Ronnie sat on his bed and picked up a pad of paper and a pencil. He liked to draw, and he drew even more in times of stress. He rarely let me see his drawings. With Ronnie occupied, Paul and I walked out to the living room.

“He seems pretty out of it,” I said.

“He’s trying.” Paul forced a smile. “How are you?”

“Fine,” I said. “I keep dreaming about Mom. Nonsense dreams. She’s just there all the time, in my head.”

“I remember that happening to me when my dad died. Your grandpa. You never knew him, but he was quite a guy. Larger than life in a way. I just couldn’t believe the world continued to turn without him in it.” He placed his hands in his pockets and adopted a slightly businesslike stance. “You know,” he said, “if you want Ronnie to come and stay with me after today, he can. Or if you want me to stay here longer to help out with him and everything else.”

“I’m going to deal with the lawyer soon,” I said. “Do you know what I have to do?”

“I think you take the will to them, and they file it,” he said. “Who’s the executor?”

“Me,” I said.

“I don’t see that there’s a huge rush,” he said. “It’s only affecting the three of us. If you need to get back to your normal life, the will can wait.” He showed a genuine smile. “Let’s worry about it another day, kiddo. Ronnie’s doing fine.”

I disagreed, but I also wasn’t in any position to make demands. Paul knew Ronnie better than I did. He understood his moods. He had a real relationship with him, and I didn’t. Not anymore.

The phone started ringing.

“Has there been a lot of that?” I asked.

“Not too bad,” Paul said. “A few old friends, that kind of thing.”

I went to the kitchen and answered.

“Hello?” A woman’s voice on the other end. “Is this—? I was trying to reach Leslie Hampton’s house.”

“This is Leslie Hampton’s house,” I said. “This is her daughter.”

“Oh…”

There was a long pause. I thought I heard something on the other end of the line, a gasp or a cough. I couldn’t be sure. The pause went on so long I thought the other person had hung up.

“Hello?” I said.

I heard the sound of a deep breath. “I read something in the paper, a death notice. I just wanted to call to make sure it was really true.”

I didn’t recognize the voice, which didn’t surprise me. Even though Mom had few friends, I couldn’t know them all. And I obviously didn’t know a lot about her life, considering what Paul had told me about Ronnie the other night. But just having to tell someone else—even someone I didn’t know—brought a catch of emotion into my own throat. I fought back against the tears.

“Yes,” I said. “It’s true. My mother passed away Saturday night. It was unexpected.”

“Oh,” the woman said again, and that led to another long pause.

“Were you a friend of my mother’s?” I asked.

“I was just getting to know her,” the woman said.

“I’m sorry,” I said.

“I guess I should be saying that to you, shouldn’t I?”

“Thank you. The funeral service is this morning if you’re able to make it. It’s at First Presbyterian.”

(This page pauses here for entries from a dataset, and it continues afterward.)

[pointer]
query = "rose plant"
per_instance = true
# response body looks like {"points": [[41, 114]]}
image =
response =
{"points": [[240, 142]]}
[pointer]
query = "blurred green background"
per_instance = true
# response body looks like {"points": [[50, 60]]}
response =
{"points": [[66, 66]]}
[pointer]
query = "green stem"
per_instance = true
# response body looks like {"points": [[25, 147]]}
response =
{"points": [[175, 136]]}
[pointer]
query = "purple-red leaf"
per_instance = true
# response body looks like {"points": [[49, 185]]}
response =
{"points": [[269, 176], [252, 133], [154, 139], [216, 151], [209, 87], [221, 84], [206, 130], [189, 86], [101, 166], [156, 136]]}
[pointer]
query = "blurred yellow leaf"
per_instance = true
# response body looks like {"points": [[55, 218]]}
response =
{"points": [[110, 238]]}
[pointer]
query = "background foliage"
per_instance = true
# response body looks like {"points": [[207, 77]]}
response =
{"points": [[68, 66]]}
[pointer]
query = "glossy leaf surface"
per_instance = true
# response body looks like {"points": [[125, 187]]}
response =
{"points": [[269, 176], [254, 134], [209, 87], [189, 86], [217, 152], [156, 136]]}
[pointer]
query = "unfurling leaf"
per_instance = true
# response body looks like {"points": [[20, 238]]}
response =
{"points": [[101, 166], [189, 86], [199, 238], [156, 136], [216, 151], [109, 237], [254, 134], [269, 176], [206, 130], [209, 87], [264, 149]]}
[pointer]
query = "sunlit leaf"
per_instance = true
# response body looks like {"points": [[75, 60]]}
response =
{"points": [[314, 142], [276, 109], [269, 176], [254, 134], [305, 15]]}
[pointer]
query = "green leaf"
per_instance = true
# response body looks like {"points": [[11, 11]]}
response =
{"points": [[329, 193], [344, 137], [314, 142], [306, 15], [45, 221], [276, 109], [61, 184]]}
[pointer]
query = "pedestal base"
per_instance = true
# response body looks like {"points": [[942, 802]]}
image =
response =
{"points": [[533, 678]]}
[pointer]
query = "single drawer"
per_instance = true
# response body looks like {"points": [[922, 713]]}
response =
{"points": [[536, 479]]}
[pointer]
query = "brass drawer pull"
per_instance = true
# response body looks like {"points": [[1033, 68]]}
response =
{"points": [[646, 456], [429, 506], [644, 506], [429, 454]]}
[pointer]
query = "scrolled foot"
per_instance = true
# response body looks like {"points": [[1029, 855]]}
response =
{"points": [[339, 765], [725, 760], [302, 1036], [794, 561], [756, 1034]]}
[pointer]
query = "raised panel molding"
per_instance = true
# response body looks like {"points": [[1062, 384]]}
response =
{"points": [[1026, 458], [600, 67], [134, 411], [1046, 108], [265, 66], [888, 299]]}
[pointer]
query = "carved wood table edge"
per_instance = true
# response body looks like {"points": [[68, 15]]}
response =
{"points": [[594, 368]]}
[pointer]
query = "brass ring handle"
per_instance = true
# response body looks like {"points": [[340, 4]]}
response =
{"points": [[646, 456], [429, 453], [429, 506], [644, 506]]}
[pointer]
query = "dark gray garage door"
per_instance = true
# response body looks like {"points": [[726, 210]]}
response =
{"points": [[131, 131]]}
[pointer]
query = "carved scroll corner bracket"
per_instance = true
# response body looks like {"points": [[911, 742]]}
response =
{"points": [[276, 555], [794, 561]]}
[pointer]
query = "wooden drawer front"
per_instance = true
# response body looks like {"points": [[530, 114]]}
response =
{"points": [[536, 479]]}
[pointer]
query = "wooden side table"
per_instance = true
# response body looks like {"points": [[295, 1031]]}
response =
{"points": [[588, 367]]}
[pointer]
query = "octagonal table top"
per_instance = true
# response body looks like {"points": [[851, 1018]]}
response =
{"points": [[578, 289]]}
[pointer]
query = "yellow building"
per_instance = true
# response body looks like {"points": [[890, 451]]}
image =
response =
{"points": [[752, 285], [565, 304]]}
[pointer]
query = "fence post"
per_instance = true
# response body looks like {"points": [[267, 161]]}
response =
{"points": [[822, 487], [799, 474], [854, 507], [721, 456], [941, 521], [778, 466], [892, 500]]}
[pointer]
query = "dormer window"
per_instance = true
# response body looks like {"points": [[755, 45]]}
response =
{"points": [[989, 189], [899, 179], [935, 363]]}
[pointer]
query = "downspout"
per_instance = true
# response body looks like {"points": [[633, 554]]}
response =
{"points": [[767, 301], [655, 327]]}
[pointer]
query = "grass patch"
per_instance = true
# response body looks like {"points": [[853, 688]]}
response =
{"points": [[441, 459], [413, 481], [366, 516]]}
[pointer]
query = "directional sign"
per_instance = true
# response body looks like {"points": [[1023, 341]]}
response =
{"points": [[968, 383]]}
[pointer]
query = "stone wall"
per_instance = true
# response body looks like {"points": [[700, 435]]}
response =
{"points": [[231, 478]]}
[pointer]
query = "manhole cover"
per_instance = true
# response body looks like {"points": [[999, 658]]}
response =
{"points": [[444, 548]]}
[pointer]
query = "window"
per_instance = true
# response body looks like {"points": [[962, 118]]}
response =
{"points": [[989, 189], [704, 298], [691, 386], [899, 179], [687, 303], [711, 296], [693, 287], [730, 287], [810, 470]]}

“I don’t think I can,” she said. “I live a little ways away, and I have my grandchildren here today.”

“I understand—”

But she hung up before the words were out of my mouth.

Chapter Six

The funeral was, indeed, small. Before the service Ronnie, Paul, and I stood in the back of the church and greeted the arriving mourners. There weren’t that many. Maybe forty total, including the three of us. Most of them were women my mom’s age, ladies she had known to some degree during the thirty years she’d lived in Dover. If I had ever met or seen any of them, it would have been years earlier, and as they approached me, shaking my hand and hugging me, it amazed me how much they had aged. Graying hair, deeper wrinkles. Funerals do make us think of our own mortality. How much time had flown by for me?